Back-to-back home losses at the raucous Bell Centre, 4-2 to the San Jose Sharks on Saturday and 4-3 to the Anaheim Ducks on Sunday, showed the growing pains this young team still is going through.
It was a wasted opportunity for precious points in an Eastern Conference playoff race that continues to get tighter.
Montreal's brain trust knew there would be blips of adversity like this -- it’s one of the reasons they didn’t make a big splash at the NHL Trade Deadline. They were not going to overpay in terms of surrendering young assets for instant gratification.
At the same time, though, they’re close.
Thanks to the efforts of Montreal’s management team, led by president Jeff Gorton, general manager Kent Hughes and assistant GM John Sedgwick, the Canadiens' window of opportunity to become a Stanley Cup contender is opening in what could be a lengthy run, both financially and in terms of talent.
In the short term, there’s still plenty of work to do. The loss to the Ducks on Sunday left them in third place in the Atlantic Division with 82 points, two behind the Tampa Bay Lightning, who have a game in hand.
Now, in their biggest game of the season to date, the Canadiens (36-20-10) will host the Boston Bruins at Bell Centre on Tuesday (7 p.m. ET; RDS, TSN2, NESN). The Bruins (37-23-6) have 80 points and move ahead of the Canadiens based on tiebreakers with a win.
It's pressure time for a young Montreal team that is looking to make the playoffs for the second straight season.
“We got a taste of it last year and it just makes you hungry for more,” forward Cole Caufield said last week. “Playoff hockey in Montreal is like nothing else.”
The Canadiens were eliminated by the Washington Capitals in five games in the Eastern Conference First Round last April.

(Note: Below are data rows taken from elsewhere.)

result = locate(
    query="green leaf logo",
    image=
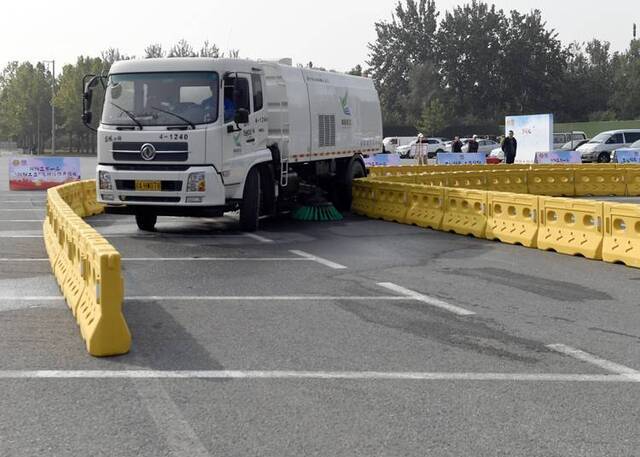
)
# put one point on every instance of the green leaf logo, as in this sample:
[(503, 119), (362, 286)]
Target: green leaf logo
[(344, 102)]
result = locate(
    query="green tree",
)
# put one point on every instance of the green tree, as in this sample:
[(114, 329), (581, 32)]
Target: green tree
[(401, 44), (209, 50), (182, 49), (153, 51), (433, 119)]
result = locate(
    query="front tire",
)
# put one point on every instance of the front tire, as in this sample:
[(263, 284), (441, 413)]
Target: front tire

This time around, the goal is to go much deeper in the postseason, should they get there, of course.
Given that their young core that has been contractually locked up long-term, anything less in the next few springs would be a disappointment.

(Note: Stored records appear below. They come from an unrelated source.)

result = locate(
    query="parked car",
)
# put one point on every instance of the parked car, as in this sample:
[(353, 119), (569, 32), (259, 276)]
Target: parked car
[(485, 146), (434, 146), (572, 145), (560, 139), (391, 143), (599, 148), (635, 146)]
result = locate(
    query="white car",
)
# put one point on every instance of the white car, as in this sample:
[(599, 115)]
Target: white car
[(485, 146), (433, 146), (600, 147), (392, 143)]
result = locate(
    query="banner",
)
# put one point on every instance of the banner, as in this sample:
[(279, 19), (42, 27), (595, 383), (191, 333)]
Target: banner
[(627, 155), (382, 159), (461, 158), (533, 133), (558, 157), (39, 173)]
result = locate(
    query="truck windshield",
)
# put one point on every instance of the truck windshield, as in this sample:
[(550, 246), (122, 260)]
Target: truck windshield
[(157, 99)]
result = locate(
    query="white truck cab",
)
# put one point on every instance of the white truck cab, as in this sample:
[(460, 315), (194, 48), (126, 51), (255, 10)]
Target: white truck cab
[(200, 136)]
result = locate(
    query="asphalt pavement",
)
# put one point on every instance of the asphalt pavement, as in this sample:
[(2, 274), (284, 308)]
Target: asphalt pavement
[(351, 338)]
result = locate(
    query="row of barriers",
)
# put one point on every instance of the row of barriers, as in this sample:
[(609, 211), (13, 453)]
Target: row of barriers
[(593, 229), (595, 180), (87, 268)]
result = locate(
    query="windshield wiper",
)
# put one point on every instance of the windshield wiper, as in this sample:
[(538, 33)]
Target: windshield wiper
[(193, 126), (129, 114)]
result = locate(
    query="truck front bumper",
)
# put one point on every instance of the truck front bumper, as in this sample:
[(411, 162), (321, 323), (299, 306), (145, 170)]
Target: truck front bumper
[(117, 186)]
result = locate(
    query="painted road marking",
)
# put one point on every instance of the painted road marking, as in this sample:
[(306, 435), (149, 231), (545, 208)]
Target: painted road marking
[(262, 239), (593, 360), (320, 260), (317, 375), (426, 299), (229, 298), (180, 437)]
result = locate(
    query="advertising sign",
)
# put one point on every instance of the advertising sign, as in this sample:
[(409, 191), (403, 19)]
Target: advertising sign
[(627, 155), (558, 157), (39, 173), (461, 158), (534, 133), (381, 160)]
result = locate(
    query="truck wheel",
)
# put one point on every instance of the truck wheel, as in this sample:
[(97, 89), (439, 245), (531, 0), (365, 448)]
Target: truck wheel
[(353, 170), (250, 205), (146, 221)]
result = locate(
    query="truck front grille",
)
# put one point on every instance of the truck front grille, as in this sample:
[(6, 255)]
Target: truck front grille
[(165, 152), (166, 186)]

Consider the cache of skilled players Montreal has who are all younger than 27. Caufield, fellow forwards Nick Suzuki and Juraj Slafkovsky, and defensemen Lane Hutson and Noah Dobson are all under contract until at least 2030, and the salary cap is projected to rise to $113.5 million by 2027-28.
-- Caufield, 25, is signed through 2030-31 with a deal that has an average annual value of $7.85 million.
-- Suzuki, the 26-year-old captain, is signed through 2029-30 ($7.875 AAV).
-- Slafkovsky, the 21-year-old who was the No. 1 pick in the 2022 NHL Draft, is under contract until 2032-33 ($7.6 million AAV).
-- Hutson, the 22-year-old who won the Calder Trophy as NHL rookie of the year last season, signed an eight-year contract on Oct. 13, 2025 ($8.85 million AAV), which runs through 2033-34.
-- Dobson, the 26-year-old who was acquired from the New York Islanders on June 27, 2025, signed an eight-year, $76 million contract ($9.5 million AAV) immediately after the trade. The deal runs through 2032-33.